If you have a loved one who has left the Church, or one who’s just fallen away, you’ve probably already learned what won’t work.
Nagging. Begging. Pleading. Crying. Yelling.
I’m here to tell you that none of that is going to be effective. And it was a great relief to read Maggie Green’s book, The Saint Monica Club, and be affirmed in this.
Yes, I said “relief.”
This is certainly not a club that any of us want to be in. Of course, we all want to be in that other club, the one in which people’s loved ones willingly and happily join them in the pew each Sunday and maybe even more often than that. The club where they can talk about church, and faith, in their homes without being greeted by reactions that range from eye-rolling to open antagonism.
Because I am not in that other club, I need to embrace what I’ve learned in The Saint Monica Club.
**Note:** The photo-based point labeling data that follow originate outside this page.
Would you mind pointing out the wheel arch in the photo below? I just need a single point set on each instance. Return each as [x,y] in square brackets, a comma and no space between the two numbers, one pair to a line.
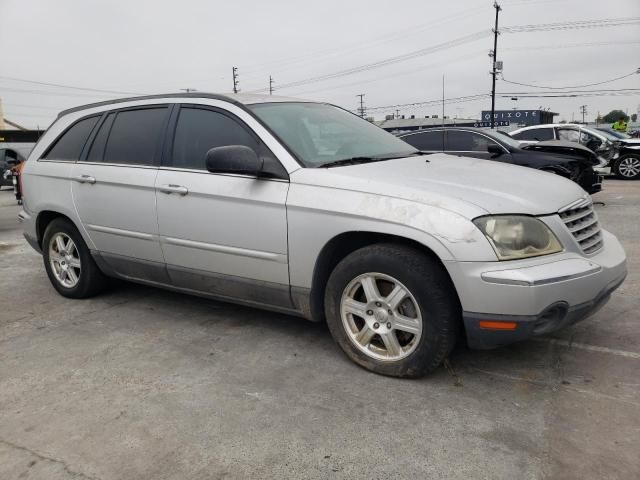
[43,220]
[341,245]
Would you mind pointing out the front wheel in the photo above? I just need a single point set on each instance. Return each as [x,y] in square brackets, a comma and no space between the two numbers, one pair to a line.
[68,261]
[392,310]
[627,167]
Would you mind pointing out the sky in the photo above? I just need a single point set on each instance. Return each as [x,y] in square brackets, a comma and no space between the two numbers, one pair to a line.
[131,47]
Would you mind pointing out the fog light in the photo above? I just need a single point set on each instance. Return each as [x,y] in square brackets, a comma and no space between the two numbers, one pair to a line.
[497,325]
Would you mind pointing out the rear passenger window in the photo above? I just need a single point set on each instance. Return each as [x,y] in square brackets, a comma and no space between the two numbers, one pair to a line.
[538,134]
[135,136]
[97,148]
[70,144]
[199,130]
[430,141]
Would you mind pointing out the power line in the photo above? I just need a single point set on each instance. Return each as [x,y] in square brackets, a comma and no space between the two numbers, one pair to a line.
[580,24]
[59,85]
[423,103]
[574,86]
[406,32]
[388,61]
[55,94]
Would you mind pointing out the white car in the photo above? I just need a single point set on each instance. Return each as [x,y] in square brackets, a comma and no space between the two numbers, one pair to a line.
[307,209]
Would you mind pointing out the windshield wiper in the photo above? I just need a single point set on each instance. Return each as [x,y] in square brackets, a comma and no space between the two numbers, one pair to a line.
[364,159]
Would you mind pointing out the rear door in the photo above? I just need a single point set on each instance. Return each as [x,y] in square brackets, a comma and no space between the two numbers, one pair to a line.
[222,234]
[114,190]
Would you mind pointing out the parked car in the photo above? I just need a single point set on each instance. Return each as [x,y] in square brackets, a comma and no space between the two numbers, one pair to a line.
[559,158]
[627,162]
[604,145]
[253,199]
[8,159]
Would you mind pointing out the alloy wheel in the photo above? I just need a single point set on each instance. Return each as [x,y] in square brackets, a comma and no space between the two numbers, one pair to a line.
[629,167]
[64,259]
[381,316]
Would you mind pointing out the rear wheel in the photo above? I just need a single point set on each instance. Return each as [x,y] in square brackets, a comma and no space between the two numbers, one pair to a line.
[627,167]
[393,310]
[68,262]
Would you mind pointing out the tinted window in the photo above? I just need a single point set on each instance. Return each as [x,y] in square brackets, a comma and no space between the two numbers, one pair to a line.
[69,146]
[426,140]
[134,136]
[198,130]
[537,134]
[568,135]
[100,141]
[461,141]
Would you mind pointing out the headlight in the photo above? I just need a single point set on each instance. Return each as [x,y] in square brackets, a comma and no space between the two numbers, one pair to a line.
[516,236]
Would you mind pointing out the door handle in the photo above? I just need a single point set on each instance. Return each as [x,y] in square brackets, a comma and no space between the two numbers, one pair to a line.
[171,188]
[85,179]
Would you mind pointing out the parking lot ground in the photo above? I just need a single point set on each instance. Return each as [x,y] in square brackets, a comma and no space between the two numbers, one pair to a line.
[144,383]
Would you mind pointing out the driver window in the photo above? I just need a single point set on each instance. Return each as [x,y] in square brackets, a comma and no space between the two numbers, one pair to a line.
[590,141]
[568,135]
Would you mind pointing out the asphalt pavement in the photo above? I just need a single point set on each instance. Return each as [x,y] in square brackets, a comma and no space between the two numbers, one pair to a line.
[140,383]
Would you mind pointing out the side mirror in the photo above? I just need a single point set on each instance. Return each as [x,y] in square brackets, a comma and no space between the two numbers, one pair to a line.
[236,159]
[495,150]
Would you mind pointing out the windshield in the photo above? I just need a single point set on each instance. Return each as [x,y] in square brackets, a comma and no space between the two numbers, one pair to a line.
[613,135]
[503,137]
[321,134]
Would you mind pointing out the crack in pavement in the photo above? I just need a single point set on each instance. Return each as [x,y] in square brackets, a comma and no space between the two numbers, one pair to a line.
[41,456]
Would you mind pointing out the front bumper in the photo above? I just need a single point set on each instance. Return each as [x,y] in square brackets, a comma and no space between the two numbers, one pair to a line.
[535,296]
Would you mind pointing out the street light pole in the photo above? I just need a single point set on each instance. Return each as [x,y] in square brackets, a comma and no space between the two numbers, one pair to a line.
[494,54]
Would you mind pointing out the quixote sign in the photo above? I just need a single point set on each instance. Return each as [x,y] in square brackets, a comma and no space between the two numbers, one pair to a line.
[516,117]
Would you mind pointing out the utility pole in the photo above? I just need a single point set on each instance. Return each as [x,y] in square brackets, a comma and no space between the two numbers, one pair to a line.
[361,110]
[443,100]
[494,72]
[583,111]
[235,80]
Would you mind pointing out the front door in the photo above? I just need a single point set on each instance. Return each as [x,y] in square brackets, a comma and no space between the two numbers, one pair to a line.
[222,234]
[114,191]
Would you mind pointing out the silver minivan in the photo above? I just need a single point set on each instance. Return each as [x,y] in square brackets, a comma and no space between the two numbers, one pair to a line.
[307,209]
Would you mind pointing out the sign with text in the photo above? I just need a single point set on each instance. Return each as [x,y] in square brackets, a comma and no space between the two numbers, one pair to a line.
[517,117]
[497,123]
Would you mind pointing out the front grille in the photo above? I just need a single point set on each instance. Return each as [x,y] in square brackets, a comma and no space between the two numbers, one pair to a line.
[583,224]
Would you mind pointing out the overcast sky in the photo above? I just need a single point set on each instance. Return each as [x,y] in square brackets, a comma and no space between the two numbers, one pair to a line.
[152,46]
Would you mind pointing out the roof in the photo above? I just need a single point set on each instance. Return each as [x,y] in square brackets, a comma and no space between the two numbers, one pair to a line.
[235,98]
[549,125]
[417,122]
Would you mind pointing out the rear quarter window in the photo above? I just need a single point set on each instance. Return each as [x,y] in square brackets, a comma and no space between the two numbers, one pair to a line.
[535,134]
[135,135]
[69,145]
[429,141]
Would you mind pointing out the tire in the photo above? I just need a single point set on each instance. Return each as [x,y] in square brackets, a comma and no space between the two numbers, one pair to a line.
[70,266]
[425,323]
[627,167]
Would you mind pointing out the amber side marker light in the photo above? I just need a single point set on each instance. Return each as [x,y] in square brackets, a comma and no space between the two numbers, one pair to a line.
[495,325]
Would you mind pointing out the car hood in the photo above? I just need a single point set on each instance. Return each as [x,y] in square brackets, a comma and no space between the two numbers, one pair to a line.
[467,186]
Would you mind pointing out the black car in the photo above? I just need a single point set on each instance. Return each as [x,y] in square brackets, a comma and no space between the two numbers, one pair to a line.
[626,164]
[556,157]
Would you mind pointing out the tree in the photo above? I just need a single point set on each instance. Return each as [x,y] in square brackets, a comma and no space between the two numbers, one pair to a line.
[614,116]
The hardest part of loving someone estranged from the Faith is the sense of isolation. … there are no support groups for those grieving the loss of a family member from the Faith. This loneliness is no accident. It is the Devil’s design to make not only your child but you, too, feel cut off from God. You will need people with whom you can walk, pray, and weep when it gets hard. (25)
The Saint Monica Club will not tell you how to lure someone back to the Church. It will tell you how to live with your own grief, how to bring your loved one to the Lord in prayer, how to connect with others in the same situation, and how to build up the virtues you will need to be the witness your loved one needs.
You don’t necessarily need to read this book start to finish. Skip around; look at the table of contents and open to the chapter whose descriptive title speaks to you right now. Bring the book to the Adoration chapel or read a chapter as you pray before Mass — the chapters are short and well-designed for this purpose.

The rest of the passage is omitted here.